We on the other hand are used to identifying with our mind, to feeling that our ego is in control. We do not allow ourselves to trust and to let go. It is a bit like we are so focused on a tiny speck of cloud, thinking that it is the entire world, we miss the vastness of the sky and the infinite expanse of the universe. Amma describes this attachment to our ego so beautifully:
“Nobody likes to let go of the ego – it is so precious to everyone. However, once you have attained the state of egolessness, the world won’t disappear, as you may think it will. The world will continue, but a chance takes place within you. Something is uncovered. You start seeing everything with the wonder and innocence of a child.”
We know that we are evolving, and that through evolution, we change. So we know that change is part of the process of moving towards enlightenment. However, the greats tell us that enlightenment does not actually involve change in the way most of us would think it to mean.
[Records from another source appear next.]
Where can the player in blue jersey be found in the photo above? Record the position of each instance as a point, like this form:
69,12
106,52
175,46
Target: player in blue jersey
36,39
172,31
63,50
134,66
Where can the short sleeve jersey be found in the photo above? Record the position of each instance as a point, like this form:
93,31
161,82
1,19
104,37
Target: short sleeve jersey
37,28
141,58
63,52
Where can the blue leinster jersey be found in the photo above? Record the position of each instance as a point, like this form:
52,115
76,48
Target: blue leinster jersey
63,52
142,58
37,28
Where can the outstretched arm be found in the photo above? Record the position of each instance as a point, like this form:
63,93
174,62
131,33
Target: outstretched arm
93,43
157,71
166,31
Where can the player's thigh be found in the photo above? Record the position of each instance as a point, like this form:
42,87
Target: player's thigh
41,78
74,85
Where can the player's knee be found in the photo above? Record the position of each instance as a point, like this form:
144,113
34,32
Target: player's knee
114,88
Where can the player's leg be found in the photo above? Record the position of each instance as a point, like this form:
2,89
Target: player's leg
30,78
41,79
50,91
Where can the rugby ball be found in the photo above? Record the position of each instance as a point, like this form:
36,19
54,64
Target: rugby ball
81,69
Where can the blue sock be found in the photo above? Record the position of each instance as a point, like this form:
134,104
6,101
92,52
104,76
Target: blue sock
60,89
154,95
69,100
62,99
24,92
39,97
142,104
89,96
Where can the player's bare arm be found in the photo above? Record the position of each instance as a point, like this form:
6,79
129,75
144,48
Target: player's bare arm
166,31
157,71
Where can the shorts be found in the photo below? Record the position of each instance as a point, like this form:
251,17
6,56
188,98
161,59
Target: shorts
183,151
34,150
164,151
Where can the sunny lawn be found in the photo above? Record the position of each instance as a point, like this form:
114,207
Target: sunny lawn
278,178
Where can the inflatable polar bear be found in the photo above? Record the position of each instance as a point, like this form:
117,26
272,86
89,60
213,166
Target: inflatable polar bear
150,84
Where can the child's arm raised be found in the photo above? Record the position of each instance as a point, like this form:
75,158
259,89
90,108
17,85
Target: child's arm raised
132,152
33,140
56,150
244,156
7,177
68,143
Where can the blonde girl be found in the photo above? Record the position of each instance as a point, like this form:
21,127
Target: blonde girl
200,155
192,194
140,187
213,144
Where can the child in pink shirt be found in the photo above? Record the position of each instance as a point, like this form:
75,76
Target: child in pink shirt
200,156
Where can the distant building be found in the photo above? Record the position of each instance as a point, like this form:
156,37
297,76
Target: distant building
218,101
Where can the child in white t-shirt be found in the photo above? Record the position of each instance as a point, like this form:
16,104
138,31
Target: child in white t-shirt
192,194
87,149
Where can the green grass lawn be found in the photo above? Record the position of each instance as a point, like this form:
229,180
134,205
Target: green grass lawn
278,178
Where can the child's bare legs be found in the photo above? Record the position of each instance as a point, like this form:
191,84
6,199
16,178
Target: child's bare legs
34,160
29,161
Most of us see change as to mean “be other than you are”, a sort of moving away from and moving towards something else. Yet the enlightened masters tell us that what we seek does not exist “out there”, but only in the infinite expanse of the now. We are told that what we seek is already here. We are told that what we are is already perfection. Great teachers like Eckhart Tolle say, “You find God the moment you realize that you don’t need to seek God.”
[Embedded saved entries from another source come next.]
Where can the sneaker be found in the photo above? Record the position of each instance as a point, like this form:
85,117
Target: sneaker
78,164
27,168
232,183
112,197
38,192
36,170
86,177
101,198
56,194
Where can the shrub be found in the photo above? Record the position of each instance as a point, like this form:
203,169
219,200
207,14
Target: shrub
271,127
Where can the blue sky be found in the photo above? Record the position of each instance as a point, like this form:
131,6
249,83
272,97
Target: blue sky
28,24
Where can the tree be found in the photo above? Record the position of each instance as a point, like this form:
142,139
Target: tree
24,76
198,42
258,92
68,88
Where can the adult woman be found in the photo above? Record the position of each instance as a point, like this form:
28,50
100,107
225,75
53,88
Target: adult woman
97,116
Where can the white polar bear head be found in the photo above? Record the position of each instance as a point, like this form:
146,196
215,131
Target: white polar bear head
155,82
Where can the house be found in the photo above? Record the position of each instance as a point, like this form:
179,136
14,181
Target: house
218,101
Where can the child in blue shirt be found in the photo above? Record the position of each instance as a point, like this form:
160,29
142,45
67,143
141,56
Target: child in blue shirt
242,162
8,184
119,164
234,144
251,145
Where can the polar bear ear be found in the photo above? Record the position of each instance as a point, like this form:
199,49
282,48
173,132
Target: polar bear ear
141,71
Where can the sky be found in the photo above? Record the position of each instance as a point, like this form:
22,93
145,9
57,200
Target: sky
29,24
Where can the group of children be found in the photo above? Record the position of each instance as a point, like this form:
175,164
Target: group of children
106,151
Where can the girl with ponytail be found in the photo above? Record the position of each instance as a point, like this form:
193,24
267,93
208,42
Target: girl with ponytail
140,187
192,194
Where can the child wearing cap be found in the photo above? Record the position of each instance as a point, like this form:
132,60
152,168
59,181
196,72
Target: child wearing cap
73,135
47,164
Those kinds of thoughts can quickly become mentally confusing. Like the famous Zen koan by the Japanese teacher Hakuin Ekaky, “Two hands clap and there is a sound. What is the sound of one hand?” designed to throw a wrench in the mind’s sense of control, statement from the enlightened can leave us feeling confused, our minds reeling. For example, how can we become enlightened and also not change?
Most of us who are seeking to better ourselves or who consider enlightenment as a goal know that we have bad habits that must be overcome in order for us to evolve. In Sanskrit, teachers refer to these as our “vasanas”, our negative tendencies. We know we get ourselves into painful situations and we would like to stop doing so. So how can we already be in a state of perfection?
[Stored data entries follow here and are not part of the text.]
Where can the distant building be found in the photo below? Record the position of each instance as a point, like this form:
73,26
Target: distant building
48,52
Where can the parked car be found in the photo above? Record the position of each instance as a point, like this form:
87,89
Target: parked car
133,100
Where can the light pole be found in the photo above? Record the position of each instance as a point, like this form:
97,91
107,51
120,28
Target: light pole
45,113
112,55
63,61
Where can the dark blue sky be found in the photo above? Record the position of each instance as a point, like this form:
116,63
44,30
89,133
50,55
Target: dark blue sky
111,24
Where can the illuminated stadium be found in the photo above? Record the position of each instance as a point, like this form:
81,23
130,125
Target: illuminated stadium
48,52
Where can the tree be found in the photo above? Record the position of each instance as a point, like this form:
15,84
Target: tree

It seems that most of us get caught up in “wanting” to be other than we are, and therein lies the rub. We “want” to be free. We “want” to be happy. We “want” enlightenment. We “want” to have fewer emotional reactions or more emotional connection, so we live with anticipations and expectations, in dissonance with the fullness of the present moment. How many of us know how to let go and be with what actually is, now?
Eckhart Tolle says, “Life is now. There was never a time when your life was not now, nor will there ever be.”
In previous blog entries, I have explored the idea of non-resistance to what is, in many different ways. If we are to move into an enlightened state and flow with emotions with wisdom compassion, we must practice this.
We tend to live in a push/pull dynamic, resisting what is because we deem it “bad”, or we grab onto it because we deem it “good”. This is what the mind does. It divides. It categorizes. It tries to control, so that we feel important. But we are told that enlightenment is beyond the mind, so we know that somehow, the mind, our thoughts and our ego interfere with the experience of enlightenment.
We speak of the mind easily, as though we understand what it is. But what is the mind? How does it interfere with our evolutionary journey towards the One? And how do we get beyond it?